Skip to content

Proposal: post-generation structural analysis, screening pipeline, and compositional guided sampling #13

@exopoiesis

Description

@exopoiesis

Context

We've been using CrystalFormer for generative design of layered mineral membranes (Fe-Ni-S sulfides for proton transport). Over the past few weeks we generated ~7000+ structures using both targeted and wild sampling, and built an ad-hoc Voronoi analysis on top to filter candidates by layeredness and void size.

This worked well — 91% of our targeted generations were layered, 87% had voids > 1 Å — but the analysis code is messy, single-purpose, and not reusable. We think there's value in building proper post-generation analysis and screening tools directly into CrystalFormer, and wanted to discuss the idea before investing time in a PR.

The gap

CrystalFormer does an excellent job at generation, but the workflow after generation is entirely on the user:

CrystalFormer generates structures → ??? → user somehow evaluates them

For many use cases (ionic conductors, membranes, porous materials, MOFs, zeolites), the key question isn't just "is this a valid crystal?" but "does this crystal have the structural features I need?" — channels, voids, layered morphology, specific compositions, etc.

Proposal: three modules

We'd like to contribute three chemistry-agnostic modules. None of these are tied to our specific Fe-S use case — they work for any crystal system.
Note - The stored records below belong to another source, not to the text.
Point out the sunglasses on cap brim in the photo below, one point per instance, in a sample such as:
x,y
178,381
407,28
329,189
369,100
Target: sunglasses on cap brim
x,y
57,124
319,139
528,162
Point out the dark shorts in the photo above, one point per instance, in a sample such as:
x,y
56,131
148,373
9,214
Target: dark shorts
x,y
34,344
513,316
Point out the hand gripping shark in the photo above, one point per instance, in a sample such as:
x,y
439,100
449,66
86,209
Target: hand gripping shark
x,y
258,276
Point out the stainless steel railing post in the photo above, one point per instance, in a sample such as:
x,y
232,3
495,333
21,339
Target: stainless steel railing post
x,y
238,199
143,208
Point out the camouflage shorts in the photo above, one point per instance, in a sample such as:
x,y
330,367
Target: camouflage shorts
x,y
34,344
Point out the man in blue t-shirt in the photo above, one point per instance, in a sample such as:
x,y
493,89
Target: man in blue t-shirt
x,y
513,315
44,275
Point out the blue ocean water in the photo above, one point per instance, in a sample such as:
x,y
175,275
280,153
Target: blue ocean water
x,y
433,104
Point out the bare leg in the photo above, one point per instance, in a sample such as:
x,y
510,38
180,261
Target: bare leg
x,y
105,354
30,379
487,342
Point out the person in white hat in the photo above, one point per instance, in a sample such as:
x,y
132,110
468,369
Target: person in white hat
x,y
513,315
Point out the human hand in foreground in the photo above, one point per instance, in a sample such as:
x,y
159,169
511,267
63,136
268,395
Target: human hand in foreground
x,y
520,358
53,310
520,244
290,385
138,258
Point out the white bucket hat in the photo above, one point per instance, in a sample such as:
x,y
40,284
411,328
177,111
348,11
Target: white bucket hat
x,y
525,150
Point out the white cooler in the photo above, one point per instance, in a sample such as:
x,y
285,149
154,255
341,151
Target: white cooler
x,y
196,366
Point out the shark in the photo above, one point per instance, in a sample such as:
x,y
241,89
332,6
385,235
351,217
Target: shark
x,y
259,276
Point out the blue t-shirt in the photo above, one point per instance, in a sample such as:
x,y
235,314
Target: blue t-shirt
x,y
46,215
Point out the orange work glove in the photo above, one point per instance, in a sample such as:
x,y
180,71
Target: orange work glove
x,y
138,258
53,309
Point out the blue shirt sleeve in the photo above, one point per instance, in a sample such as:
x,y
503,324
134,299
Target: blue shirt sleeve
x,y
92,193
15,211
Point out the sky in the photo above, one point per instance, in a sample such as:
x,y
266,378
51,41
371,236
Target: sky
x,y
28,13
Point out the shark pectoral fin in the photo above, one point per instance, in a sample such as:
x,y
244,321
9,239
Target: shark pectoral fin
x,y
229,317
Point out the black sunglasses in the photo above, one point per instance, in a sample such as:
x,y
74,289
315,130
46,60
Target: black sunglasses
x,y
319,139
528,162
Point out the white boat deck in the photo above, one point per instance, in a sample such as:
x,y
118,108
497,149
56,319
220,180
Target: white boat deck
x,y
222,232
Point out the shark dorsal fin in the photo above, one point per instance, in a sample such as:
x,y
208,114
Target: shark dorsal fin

1. Structural analysis (crystalformer/analysis/)

Voronoi-based characterization of generated structures:

Void analysis (voronoi.py):

  • max_void_radius — largest inscribed sphere radius (Å)
  • void_fraction — free volume fraction
  • layeredness_score — anisotropy of Voronoi vertices (PCA-based, 0 = isotropic, 1 = perfectly layered)
  • interlayer_spacing — layer separation for layered structures (Å)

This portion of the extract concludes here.